What's more, marketplace lenders don't yet have a track record across an entire credit cycle, which has given some observers pause.
They note that large marketplace lenders like Lending Club and Prosper earn the vast majority of their revenue from what are essentially origination fees. So unless the companies diversify their sources of revenue, they'll need to continue to churn out new loans.
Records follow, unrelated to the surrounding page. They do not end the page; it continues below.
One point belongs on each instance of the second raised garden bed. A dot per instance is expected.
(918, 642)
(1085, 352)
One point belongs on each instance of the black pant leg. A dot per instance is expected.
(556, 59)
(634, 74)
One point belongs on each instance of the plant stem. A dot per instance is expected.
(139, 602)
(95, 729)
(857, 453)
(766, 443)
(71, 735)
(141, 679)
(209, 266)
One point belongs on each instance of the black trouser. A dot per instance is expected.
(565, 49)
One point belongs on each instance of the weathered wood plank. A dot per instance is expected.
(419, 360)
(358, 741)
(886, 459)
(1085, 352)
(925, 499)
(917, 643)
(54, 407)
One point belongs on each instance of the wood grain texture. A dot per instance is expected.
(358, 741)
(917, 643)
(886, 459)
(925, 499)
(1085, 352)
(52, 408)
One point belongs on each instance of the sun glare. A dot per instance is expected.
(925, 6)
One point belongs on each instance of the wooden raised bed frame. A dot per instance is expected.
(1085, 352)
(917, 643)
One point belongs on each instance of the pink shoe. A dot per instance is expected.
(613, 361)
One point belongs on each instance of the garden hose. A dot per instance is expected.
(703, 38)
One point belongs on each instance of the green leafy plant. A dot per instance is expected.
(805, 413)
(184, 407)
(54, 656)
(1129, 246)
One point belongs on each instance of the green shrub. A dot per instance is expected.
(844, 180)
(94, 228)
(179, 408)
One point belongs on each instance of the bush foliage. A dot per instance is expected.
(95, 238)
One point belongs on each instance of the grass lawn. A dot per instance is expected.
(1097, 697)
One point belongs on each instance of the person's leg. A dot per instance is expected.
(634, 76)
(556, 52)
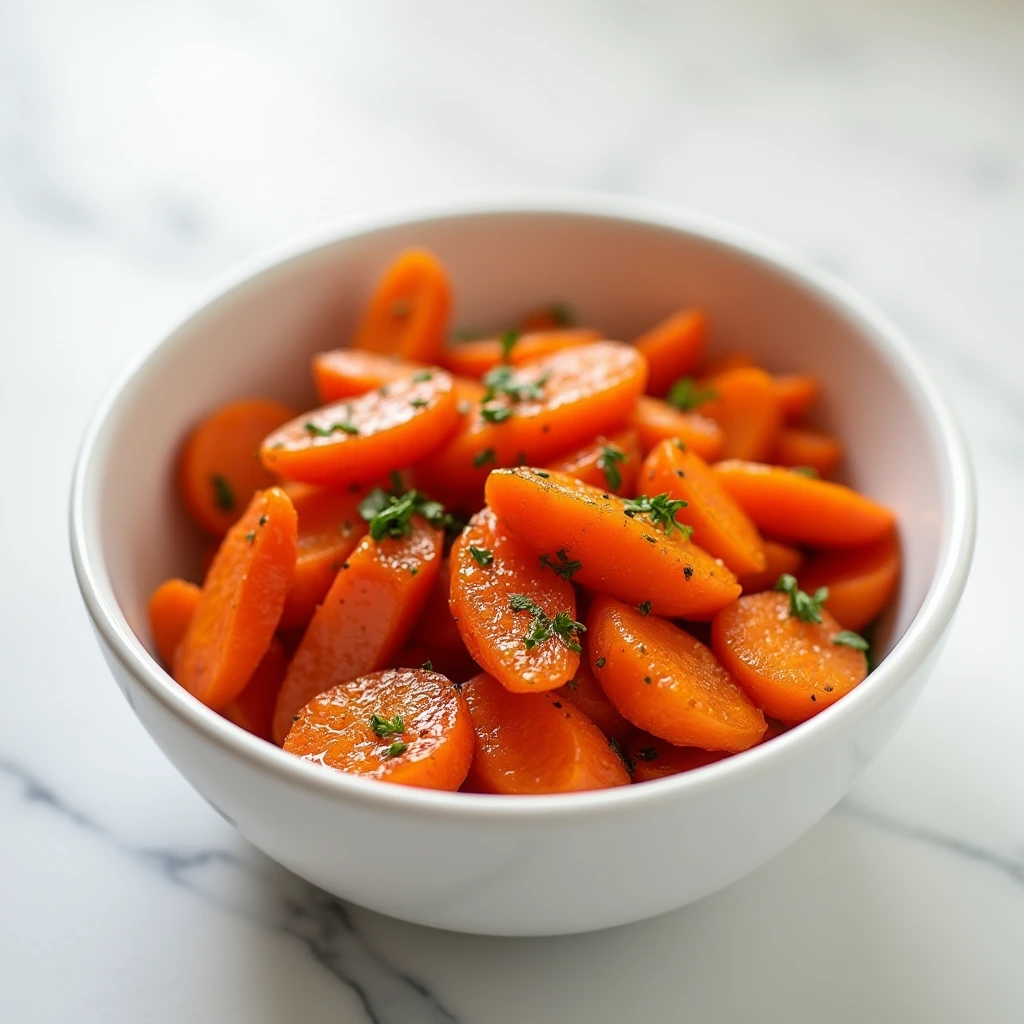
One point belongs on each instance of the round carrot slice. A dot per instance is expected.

That could put pressure on the platforms to move further down the credit spectrum.
Marketplace lenders also face a dilemma over whether to invest in the loans originated on their platforms. Lending Club and Prosper have chosen not to do so, opening themselves to the criticism that their platforms bear a resemblance to the originate-to-distribute model of the subprime mortgage era, when originators had no incentive to produce good-quality loans.
But when other firms, including the small-business loan marketplace Dealstruck, have retained some of the loans on their balance sheets, they've attracted scrutiny over whether they plan to cherry-pick the best loans.
And then there are pesky questions about when marketplace lenders will become profitable, and whether future scrutiny by regulators will eventually change the economics of the business.
At the same time, banks are increasingly visible participants in marketplace lending. Time will tell whether they prove to be friendlies or hostiles.
A handful of banks, including Capital One Financial, have taken second-lien positions to lever funding lines to prop up the industry. Other banks involved are also now said to include CapitalSource, Citigroup, Credit Suisse and Deutsche Bank. CapitalSource is offering lenders revolving and term note credit facilities from $5 million-$100 million, officials there are telling potential partners.
The largest banks are extracting special deals, even if they are not directly invested in marketplace-lending asset purchases. Morgan Stanley's wealth management business, for example, has worked out an agreement with Lending Club to offer those clients direct access to the firm's loans, a person with direct knowledge said.
For banks, the next step may be to buy entire origination platforms to reduce the competitive landscape.
"Banks are taking a very close look," said Sam Hodges, the U.S. managing director of the small-business lender Funding Circle. "I think they will partner or they will buy."
One of the industry's high-profile backers, the former Citi chief Pandit, acknowledges that marketplace lending faces big tests ahead.
"These platforms will have a role to play," says Pandit, whose investments include a stake in CommonBond, before adding: "As to how big or small will depend on the kind of trust they develop over time, through cycles and stresses and strains, and through learning."
In other words, it's probably too early to say how many stacks of yellow metal are up for grabs.
Matt Scully contributed to this article.